Blears was specifically addressing the low turnouts in recent general elections, especially in "Manchester, Liverpool, Glasgow, Hull and Salford." In other words - though she didn't put it quite so explicitly - safe Labour seats. But her point is a broader one. Are we returning to the pre-Reform days of pocket boroughs and political racketeering, when politics was a spectator sport outside a small Whig elite and the great mass of hoi polloi was looked upon by the ruling class as a gin-sodden and potentially seditious mob? Do we see interchangeable and often intermarried politicians swapping favours with merchant princes, with visual and verbal satire often the only means of popular redress? Are our newspapers filled with the doings of actresses and notorious criminals, while politicians try to censor and control the press? Do we observe interminable military entanglements abroad and a climate of fear and repression at home? Is our public entertainment characterised by cruelty, vulgarity and sexual innuendo?
Possibly. But the 18th century wasn't so bad, politically. There were great orators - Pitt the Elder, Charles James Fox - and politicians of outstanding intellectual accomplishment, such as Edmund Burke. The younger Pitt came to prominence at an absurdly young age because of his family connections as much as his abilities - and it was via the rotten borough of Old Sarum that he entered the House. In towns such as Honiton and Preston, there was real democracy. The pre-Reform period ended with the distinguished figure of the Duke of Wellington in No 10 Downing Street giving up the struggle to maintain the ancient system of independent boroughs; but it was principally in order to preserve the status quo that the Whigs under Grey began the process of piecemeal reform that remains uncompleted to this day.

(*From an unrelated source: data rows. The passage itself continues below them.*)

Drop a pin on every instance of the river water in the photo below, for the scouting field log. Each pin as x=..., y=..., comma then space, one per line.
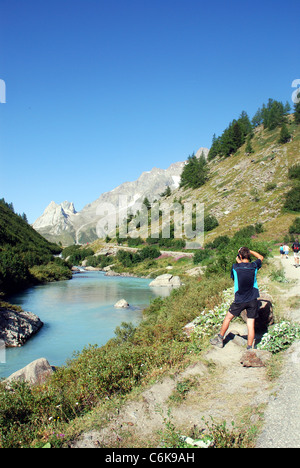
x=77, y=313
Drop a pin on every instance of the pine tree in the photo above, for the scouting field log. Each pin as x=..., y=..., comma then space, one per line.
x=297, y=111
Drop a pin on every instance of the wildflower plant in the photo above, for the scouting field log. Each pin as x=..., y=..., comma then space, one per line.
x=210, y=320
x=280, y=337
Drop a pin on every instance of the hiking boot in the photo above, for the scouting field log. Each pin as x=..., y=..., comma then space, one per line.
x=217, y=341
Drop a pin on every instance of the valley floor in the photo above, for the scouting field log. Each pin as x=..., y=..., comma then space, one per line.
x=220, y=388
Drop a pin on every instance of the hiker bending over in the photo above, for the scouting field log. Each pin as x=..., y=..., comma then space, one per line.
x=246, y=291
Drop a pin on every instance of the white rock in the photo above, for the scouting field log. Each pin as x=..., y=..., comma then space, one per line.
x=35, y=373
x=122, y=304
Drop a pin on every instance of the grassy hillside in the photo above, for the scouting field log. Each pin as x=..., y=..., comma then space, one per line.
x=25, y=256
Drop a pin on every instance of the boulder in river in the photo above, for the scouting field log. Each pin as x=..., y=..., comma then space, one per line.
x=16, y=327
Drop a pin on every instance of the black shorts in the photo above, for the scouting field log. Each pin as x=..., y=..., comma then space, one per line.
x=237, y=308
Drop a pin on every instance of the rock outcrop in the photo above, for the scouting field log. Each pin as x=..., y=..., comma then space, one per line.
x=36, y=373
x=166, y=280
x=17, y=327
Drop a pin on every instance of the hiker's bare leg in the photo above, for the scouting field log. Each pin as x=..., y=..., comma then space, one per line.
x=251, y=331
x=226, y=323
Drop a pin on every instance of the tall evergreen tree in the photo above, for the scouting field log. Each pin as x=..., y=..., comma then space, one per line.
x=297, y=111
x=195, y=172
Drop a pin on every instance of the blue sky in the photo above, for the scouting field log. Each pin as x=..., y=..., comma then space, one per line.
x=98, y=91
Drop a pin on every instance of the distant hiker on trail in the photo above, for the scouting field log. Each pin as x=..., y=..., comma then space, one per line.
x=246, y=291
x=296, y=248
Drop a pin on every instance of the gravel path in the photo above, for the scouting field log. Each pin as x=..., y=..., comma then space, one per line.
x=282, y=418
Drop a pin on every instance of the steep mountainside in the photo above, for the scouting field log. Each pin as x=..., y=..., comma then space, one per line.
x=63, y=223
x=250, y=188
x=21, y=248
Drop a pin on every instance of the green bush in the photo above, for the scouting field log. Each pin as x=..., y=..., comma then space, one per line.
x=201, y=255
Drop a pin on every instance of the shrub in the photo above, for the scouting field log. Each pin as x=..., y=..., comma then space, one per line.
x=294, y=172
x=280, y=337
x=201, y=255
x=210, y=223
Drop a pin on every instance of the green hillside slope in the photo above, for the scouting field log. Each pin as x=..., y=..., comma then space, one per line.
x=25, y=256
x=245, y=188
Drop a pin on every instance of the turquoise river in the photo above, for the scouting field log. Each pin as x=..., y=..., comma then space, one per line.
x=77, y=313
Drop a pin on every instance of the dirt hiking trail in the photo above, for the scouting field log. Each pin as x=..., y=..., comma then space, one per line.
x=222, y=389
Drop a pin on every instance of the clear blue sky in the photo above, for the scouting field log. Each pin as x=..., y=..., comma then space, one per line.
x=98, y=91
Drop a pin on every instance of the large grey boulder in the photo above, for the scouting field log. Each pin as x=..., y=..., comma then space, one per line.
x=17, y=327
x=166, y=280
x=35, y=373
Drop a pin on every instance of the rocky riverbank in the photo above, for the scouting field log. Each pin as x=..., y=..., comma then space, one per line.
x=17, y=326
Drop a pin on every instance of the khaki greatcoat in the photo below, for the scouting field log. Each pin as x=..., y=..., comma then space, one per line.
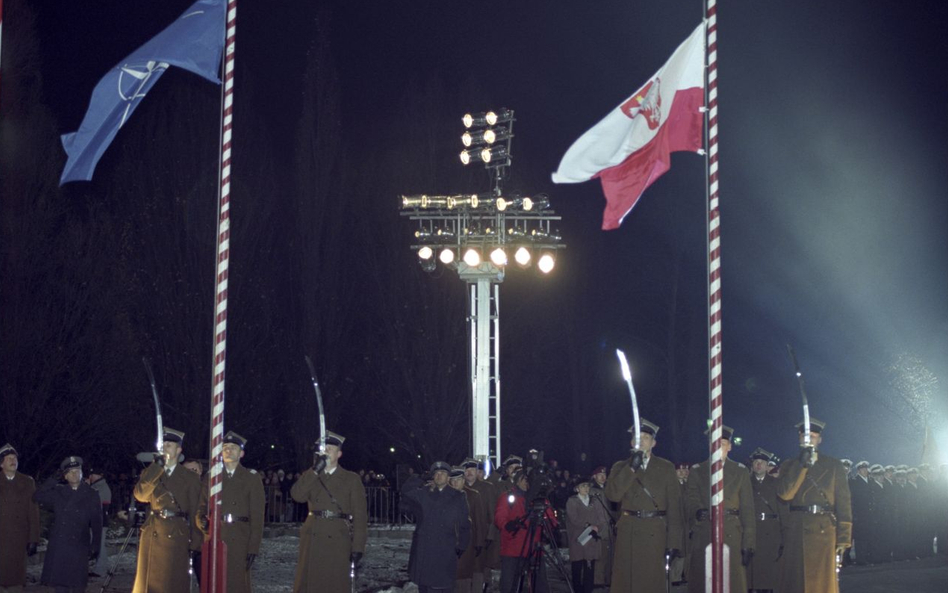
x=19, y=526
x=165, y=543
x=639, y=559
x=764, y=571
x=242, y=497
x=327, y=544
x=811, y=539
x=739, y=529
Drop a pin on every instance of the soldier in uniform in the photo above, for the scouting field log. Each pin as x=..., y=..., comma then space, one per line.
x=650, y=522
x=470, y=575
x=169, y=534
x=740, y=528
x=763, y=573
x=19, y=521
x=242, y=505
x=332, y=539
x=76, y=530
x=861, y=492
x=819, y=521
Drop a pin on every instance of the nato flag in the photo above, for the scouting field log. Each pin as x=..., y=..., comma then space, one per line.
x=193, y=42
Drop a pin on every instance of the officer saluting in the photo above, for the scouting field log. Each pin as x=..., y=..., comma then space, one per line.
x=169, y=533
x=650, y=522
x=820, y=518
x=242, y=507
x=333, y=536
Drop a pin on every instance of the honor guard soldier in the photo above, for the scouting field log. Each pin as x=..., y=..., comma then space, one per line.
x=332, y=539
x=76, y=530
x=763, y=573
x=19, y=521
x=650, y=522
x=819, y=522
x=242, y=505
x=740, y=528
x=169, y=533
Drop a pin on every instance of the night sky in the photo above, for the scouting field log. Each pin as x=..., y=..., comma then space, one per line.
x=834, y=201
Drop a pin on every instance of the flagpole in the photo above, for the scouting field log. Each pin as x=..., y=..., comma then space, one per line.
x=214, y=578
x=714, y=303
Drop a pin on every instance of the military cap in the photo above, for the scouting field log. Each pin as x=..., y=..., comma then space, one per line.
x=7, y=450
x=174, y=436
x=440, y=466
x=513, y=460
x=646, y=426
x=70, y=463
x=726, y=432
x=233, y=437
x=334, y=439
x=816, y=426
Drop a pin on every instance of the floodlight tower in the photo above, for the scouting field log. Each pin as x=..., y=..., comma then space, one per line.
x=475, y=234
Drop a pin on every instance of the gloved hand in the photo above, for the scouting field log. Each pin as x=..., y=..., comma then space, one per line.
x=319, y=462
x=808, y=456
x=638, y=459
x=747, y=554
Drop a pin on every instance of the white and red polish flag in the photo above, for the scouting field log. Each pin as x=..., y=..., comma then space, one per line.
x=631, y=147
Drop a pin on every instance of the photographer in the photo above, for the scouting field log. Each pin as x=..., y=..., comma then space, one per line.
x=521, y=534
x=76, y=530
x=585, y=547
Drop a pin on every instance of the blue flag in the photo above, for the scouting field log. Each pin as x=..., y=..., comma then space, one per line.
x=193, y=42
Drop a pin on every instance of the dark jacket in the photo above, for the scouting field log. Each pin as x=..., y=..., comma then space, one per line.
x=444, y=527
x=75, y=532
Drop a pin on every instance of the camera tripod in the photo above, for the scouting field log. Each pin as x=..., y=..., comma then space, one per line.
x=533, y=553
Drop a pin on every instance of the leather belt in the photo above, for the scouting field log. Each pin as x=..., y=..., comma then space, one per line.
x=644, y=514
x=166, y=514
x=228, y=518
x=330, y=515
x=813, y=509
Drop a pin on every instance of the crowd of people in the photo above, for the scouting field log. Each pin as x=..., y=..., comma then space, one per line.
x=641, y=525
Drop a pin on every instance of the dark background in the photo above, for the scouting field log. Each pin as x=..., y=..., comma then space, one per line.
x=834, y=188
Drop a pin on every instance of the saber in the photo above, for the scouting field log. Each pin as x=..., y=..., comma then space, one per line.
x=627, y=375
x=154, y=392
x=319, y=400
x=806, y=405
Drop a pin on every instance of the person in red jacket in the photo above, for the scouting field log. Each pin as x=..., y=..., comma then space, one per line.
x=521, y=535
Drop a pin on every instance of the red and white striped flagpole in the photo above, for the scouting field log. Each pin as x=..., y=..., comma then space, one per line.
x=714, y=305
x=214, y=577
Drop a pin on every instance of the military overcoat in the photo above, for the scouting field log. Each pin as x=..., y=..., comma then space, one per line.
x=639, y=558
x=75, y=531
x=242, y=510
x=19, y=527
x=811, y=538
x=326, y=544
x=764, y=571
x=739, y=526
x=166, y=540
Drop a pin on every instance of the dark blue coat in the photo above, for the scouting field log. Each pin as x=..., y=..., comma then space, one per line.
x=76, y=531
x=444, y=526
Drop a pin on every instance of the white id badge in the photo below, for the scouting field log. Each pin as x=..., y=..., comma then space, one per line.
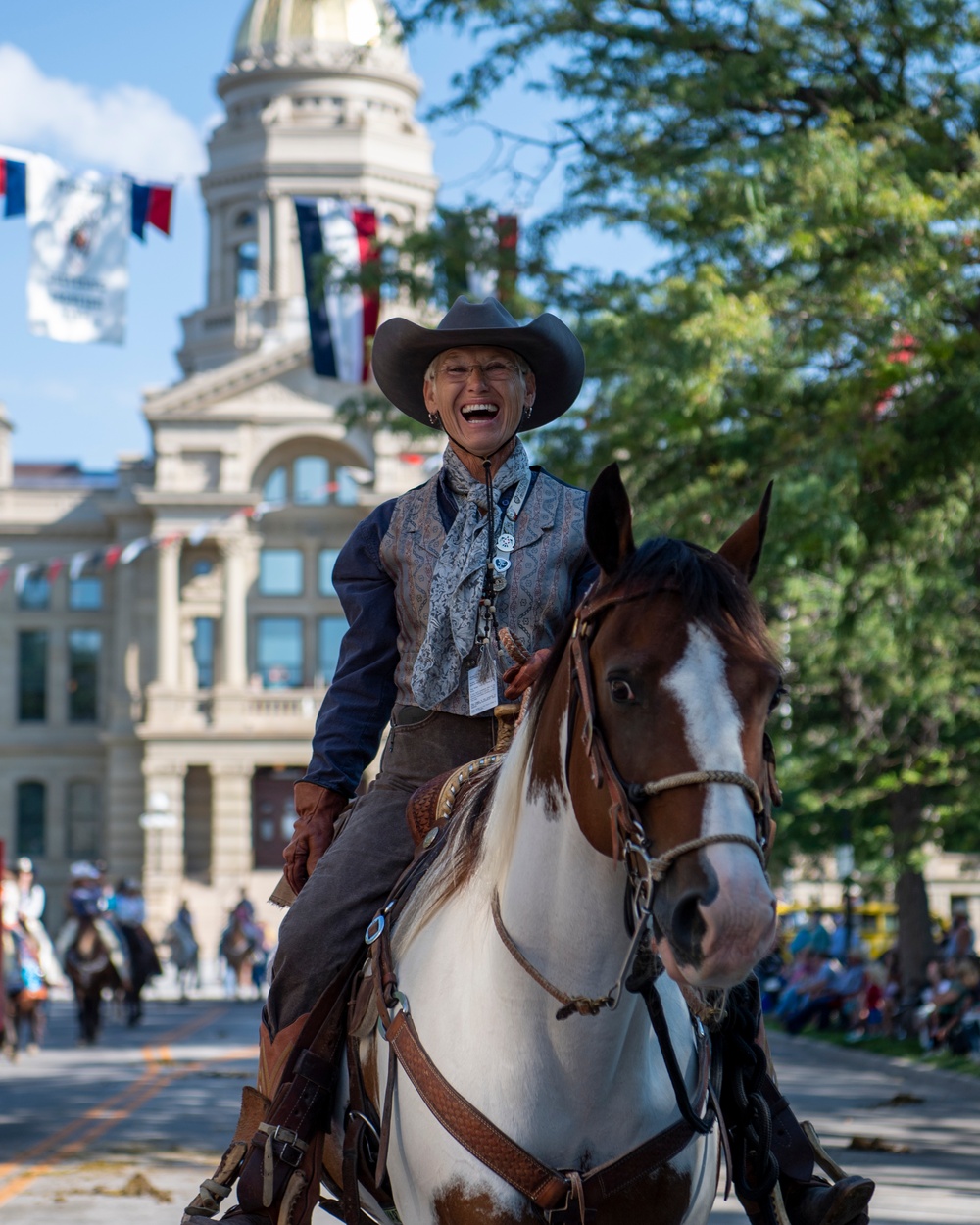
x=483, y=695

Pre-Reform Act politics was characterised by its cosy, incestuous nature. It was not impenetrable by talented and charming outsiders, but it was essentially aristocratic and elitist. The Whigs considered themselves born to rule and entitled to their wealth and privilege, yet laid claim to high ideals of liberty enshrined in the Glorious Revolution of 1688. English notions of freedom ran deep: Hanoverian politicians were assured of nods of approval when they contrasted Britain with the absolutist tyrannies of continental Europe.
Some, like John Wilkes, went so far as to put themselves at the head of the mob; they did so, however, always with an eye on their place in the established hierarchies of power. Call it fake populism; the present government knows all about that. (Wilkes, of course, fought for the right of the press to report Parliamentary debates, which in his day evidently mattered.) Opposition to the Georgian political establishment was boisterous, often obscene; no doubt Hazel Blears would have considered it insufficiently constructive and lacking in legitimacy (Tom Paine and Dr Johnson, by contrast, would both have been enthusiastic bloggers). But, lacking a grip on the levers of power - and without real democratic accountability - usually all the public and the press was able to do was hurl abuse. Occasionally, the mud stuck, and the more outrageous rogues were booted out.

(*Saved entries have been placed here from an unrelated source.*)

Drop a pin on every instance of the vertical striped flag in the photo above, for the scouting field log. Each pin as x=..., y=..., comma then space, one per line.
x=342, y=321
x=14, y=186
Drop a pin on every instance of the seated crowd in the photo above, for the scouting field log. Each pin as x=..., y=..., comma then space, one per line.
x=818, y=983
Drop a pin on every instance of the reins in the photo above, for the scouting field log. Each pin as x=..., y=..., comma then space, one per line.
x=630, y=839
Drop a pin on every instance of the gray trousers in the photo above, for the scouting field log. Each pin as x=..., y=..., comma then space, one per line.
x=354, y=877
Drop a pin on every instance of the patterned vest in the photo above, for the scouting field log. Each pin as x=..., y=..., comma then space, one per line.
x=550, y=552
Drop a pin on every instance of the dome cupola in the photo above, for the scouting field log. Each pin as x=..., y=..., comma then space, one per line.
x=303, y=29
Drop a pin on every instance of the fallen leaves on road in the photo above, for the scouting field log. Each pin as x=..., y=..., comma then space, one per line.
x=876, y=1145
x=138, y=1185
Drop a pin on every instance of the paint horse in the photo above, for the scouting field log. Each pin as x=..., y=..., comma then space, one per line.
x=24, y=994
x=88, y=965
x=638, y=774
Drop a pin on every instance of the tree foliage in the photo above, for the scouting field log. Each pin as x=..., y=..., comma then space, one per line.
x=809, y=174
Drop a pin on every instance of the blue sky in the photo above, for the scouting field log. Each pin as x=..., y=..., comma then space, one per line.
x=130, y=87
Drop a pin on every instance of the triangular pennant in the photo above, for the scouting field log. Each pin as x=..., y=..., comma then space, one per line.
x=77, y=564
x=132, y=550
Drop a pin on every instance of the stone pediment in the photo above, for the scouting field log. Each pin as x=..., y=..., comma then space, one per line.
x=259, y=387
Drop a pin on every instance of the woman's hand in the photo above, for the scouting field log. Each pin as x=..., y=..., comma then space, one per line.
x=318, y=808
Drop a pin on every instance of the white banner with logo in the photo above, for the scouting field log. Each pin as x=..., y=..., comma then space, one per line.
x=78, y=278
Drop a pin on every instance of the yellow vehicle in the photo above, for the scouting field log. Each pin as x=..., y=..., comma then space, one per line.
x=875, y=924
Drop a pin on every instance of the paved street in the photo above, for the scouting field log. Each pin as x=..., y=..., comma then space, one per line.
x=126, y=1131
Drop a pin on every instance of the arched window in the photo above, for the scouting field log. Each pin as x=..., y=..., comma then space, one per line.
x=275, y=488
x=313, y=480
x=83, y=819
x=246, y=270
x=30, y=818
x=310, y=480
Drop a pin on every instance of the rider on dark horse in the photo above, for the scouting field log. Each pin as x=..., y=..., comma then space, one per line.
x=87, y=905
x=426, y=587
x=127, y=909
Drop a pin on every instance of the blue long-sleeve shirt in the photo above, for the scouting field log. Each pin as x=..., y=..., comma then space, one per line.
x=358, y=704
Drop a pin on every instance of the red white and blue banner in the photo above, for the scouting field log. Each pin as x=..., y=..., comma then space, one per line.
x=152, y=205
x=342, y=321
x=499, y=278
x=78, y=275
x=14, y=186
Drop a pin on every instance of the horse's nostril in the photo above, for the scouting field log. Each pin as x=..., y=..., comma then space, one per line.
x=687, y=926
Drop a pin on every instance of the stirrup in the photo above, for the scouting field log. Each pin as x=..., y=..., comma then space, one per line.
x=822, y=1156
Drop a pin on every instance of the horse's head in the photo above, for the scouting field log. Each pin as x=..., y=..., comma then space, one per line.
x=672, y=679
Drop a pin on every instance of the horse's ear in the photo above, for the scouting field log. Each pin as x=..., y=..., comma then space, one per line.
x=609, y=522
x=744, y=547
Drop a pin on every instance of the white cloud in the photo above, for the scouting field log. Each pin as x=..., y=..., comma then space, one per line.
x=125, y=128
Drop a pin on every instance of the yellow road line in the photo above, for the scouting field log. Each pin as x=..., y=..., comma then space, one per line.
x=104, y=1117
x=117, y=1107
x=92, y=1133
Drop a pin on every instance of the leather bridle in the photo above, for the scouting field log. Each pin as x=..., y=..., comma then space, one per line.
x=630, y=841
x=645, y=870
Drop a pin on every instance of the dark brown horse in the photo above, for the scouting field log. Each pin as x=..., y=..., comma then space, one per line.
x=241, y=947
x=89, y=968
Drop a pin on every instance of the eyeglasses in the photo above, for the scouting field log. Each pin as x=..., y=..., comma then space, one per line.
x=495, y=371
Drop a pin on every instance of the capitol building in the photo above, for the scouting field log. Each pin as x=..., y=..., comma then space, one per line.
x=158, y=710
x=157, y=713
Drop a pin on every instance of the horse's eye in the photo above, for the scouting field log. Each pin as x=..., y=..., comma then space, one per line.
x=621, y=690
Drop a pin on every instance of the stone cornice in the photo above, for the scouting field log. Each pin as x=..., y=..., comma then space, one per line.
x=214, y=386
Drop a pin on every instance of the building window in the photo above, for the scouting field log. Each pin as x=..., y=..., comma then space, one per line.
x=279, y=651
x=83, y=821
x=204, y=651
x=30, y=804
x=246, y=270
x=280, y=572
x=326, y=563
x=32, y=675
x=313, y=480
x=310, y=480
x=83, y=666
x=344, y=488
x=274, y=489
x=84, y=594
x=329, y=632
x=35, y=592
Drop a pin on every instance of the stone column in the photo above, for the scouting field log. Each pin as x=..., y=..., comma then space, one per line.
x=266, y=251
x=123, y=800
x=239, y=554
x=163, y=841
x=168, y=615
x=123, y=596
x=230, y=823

It was Peter Mandelson, a decade ago, who suggested that the "era of representative democracy might be drawing slowly to a close". In its place, I suppose, we shall see a system of "managed democracy", in which elections continue to be held and public opinion is consulted - and, where possible, told what to think. Real power will be exercised out of sight by people who owe their jobs to patronage and cannot readily be removed.
It sounds a bit like the 18th century. With ID cards and RIPA.